Outside attacks are only one part of the problem, however: With the recent introduction of faster payments and clearance platforms like the New Payments Platform (NPP)—and the increasing exchange of financial and personal data through third parties enabled by Consumer Data Right (CDR) legislation—Haskell-Dowling said modernisation and transformation had introduced a broad range of new points of failure.

“We’ve got so many platforms connecting into the banking system, and you’re only as strong as your weakest link,” he said. “By repeatedly requesting data from systems that provide mechanisms for extracting semipersonal information, cybercriminals will keep on looking for these opportunities or coercing or gaining access through employees into the corporate environment.”

Such incursions may already be happening on a regular basis, if the OAIC figures are any indication. Whether due to the complexity of the attacks or inadequate monitoring and detection, the OAIC noted that finance companies were the slowest of five monitored industries to identify their breaches: Just 61% of breaches on financial institutions were identified within 30 days of their occurring, compared to 92% of health service providers and 91% of legal, accounting, management, and insurance firms.

By contrast, 14% of finance-industry breaches were not identified until at least four months after they had occurred and 11% took more than a year to detect.

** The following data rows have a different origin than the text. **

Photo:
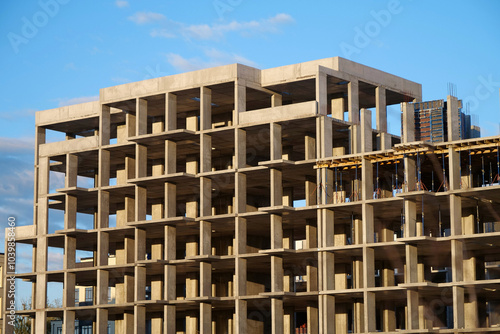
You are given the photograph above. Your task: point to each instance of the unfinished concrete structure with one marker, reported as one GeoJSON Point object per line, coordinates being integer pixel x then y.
{"type": "Point", "coordinates": [238, 200]}
{"type": "Point", "coordinates": [432, 117]}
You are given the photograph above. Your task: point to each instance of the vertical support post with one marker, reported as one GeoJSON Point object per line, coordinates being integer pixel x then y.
{"type": "Point", "coordinates": [170, 112]}
{"type": "Point", "coordinates": [321, 93]}
{"type": "Point", "coordinates": [206, 108]}
{"type": "Point", "coordinates": [381, 107]}
{"type": "Point", "coordinates": [141, 112]}
{"type": "Point", "coordinates": [408, 134]}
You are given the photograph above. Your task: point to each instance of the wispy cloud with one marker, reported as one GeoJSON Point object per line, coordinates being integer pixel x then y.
{"type": "Point", "coordinates": [10, 145]}
{"type": "Point", "coordinates": [164, 33]}
{"type": "Point", "coordinates": [146, 17]}
{"type": "Point", "coordinates": [216, 31]}
{"type": "Point", "coordinates": [121, 3]}
{"type": "Point", "coordinates": [120, 80]}
{"type": "Point", "coordinates": [75, 100]}
{"type": "Point", "coordinates": [16, 182]}
{"type": "Point", "coordinates": [213, 56]}
{"type": "Point", "coordinates": [16, 115]}
{"type": "Point", "coordinates": [70, 66]}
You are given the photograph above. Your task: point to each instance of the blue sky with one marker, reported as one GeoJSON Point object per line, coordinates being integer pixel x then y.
{"type": "Point", "coordinates": [59, 52]}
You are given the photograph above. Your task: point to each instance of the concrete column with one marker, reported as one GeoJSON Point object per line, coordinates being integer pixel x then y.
{"type": "Point", "coordinates": [240, 279]}
{"type": "Point", "coordinates": [408, 134]}
{"type": "Point", "coordinates": [355, 139]}
{"type": "Point", "coordinates": [369, 311]}
{"type": "Point", "coordinates": [310, 147]}
{"type": "Point", "coordinates": [368, 267]}
{"type": "Point", "coordinates": [327, 311]}
{"type": "Point", "coordinates": [276, 187]}
{"type": "Point", "coordinates": [367, 180]}
{"type": "Point", "coordinates": [276, 274]}
{"type": "Point", "coordinates": [328, 228]}
{"type": "Point", "coordinates": [69, 290]}
{"type": "Point", "coordinates": [458, 307]}
{"type": "Point", "coordinates": [169, 320]}
{"type": "Point", "coordinates": [454, 169]}
{"type": "Point", "coordinates": [170, 200]}
{"type": "Point", "coordinates": [102, 248]}
{"type": "Point", "coordinates": [205, 238]}
{"type": "Point", "coordinates": [453, 119]}
{"type": "Point", "coordinates": [205, 196]}
{"type": "Point", "coordinates": [388, 317]}
{"type": "Point", "coordinates": [275, 141]}
{"type": "Point", "coordinates": [276, 232]}
{"type": "Point", "coordinates": [240, 181]}
{"type": "Point", "coordinates": [312, 319]}
{"type": "Point", "coordinates": [69, 252]}
{"type": "Point", "coordinates": [205, 153]}
{"type": "Point", "coordinates": [192, 164]}
{"type": "Point", "coordinates": [411, 274]}
{"type": "Point", "coordinates": [338, 108]}
{"type": "Point", "coordinates": [366, 130]}
{"type": "Point", "coordinates": [457, 260]}
{"type": "Point", "coordinates": [277, 316]}
{"type": "Point", "coordinates": [412, 320]}
{"type": "Point", "coordinates": [455, 215]}
{"type": "Point", "coordinates": [141, 161]}
{"type": "Point", "coordinates": [139, 319]}
{"type": "Point", "coordinates": [205, 279]}
{"type": "Point", "coordinates": [170, 157]}
{"type": "Point", "coordinates": [71, 171]}
{"type": "Point", "coordinates": [341, 319]}
{"type": "Point", "coordinates": [68, 323]}
{"type": "Point", "coordinates": [104, 125]}
{"type": "Point", "coordinates": [240, 248]}
{"type": "Point", "coordinates": [205, 318]}
{"type": "Point", "coordinates": [102, 209]}
{"type": "Point", "coordinates": [130, 124]}
{"type": "Point", "coordinates": [140, 203]}
{"type": "Point", "coordinates": [192, 121]}
{"type": "Point", "coordinates": [326, 134]}
{"type": "Point", "coordinates": [170, 112]}
{"type": "Point", "coordinates": [101, 321]}
{"type": "Point", "coordinates": [353, 101]}
{"type": "Point", "coordinates": [141, 112]}
{"type": "Point", "coordinates": [240, 317]}
{"type": "Point", "coordinates": [70, 207]}
{"type": "Point", "coordinates": [240, 100]}
{"type": "Point", "coordinates": [321, 93]}
{"type": "Point", "coordinates": [205, 108]}
{"type": "Point", "coordinates": [240, 145]}
{"type": "Point", "coordinates": [140, 283]}
{"type": "Point", "coordinates": [381, 107]}
{"type": "Point", "coordinates": [310, 189]}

This was longer than any other industry, suggesting that cybercriminals may be regularly embedding themselves in financial institutions that have no idea they are there.

“If you’re a criminal who is doing this kind of activity, especially if it’s a state-sponsored attack, you work very hard to keep yourself hidden from view,” Haskell-Dowling said, adding that “it certainly adds a level of gravitas when you’ve got a major organisation telling the world that there is a significant risk in the Australian market.”

Staying afloat on a rising tide

Although banks have invested heavily in cybersecurity defences to counter attackers—the NAB, for one, confirmed last year that it was blocking tens of millions of cyberattacks per month—the threat is unlikely to do anything but intensify over time.

A recent Check Point Software Technologies analysis found that Asia-Pacific countries were the second most-attacked in the world in September 2021—with 1,299 weekly attacks per organisation, a 20% increase over 2020. Australian organisations in particular are being hit, with 445 attacks per week between January 2021 and September 2021. That was a 37% increase year-on-year, with finance and banking organisations well above the average with an average of 655 attacks per week, up 39%.

“There’s a lot more interest in attacking major organisations to get maximum return,” Haskell-Dowling said, “and if you could get a ransomware attack hitting a major financial organisation now, the impact would be very dramatic and that could spread rapidly.”

That level of exposure is a key reason the Commonwealth government last year moved to add financial-services companies to its list of 11 critical infrastructure sectors—a designation that will eventually impose even stricter cybersecurity monitoring and reporting requirements on finance organisations, once hotly debated legislation is finally passed after industry consultation.

Given the mission-critical nature of the new environment, Haskell-Dowling said, “the RBA has done the right thing” in warning of likely major attacks on Australia’s financial infrastructure. “They have to highlight that there is a big increase in detected incidents—because you really can’t get along without banking, just as you can’t get along without electricity.”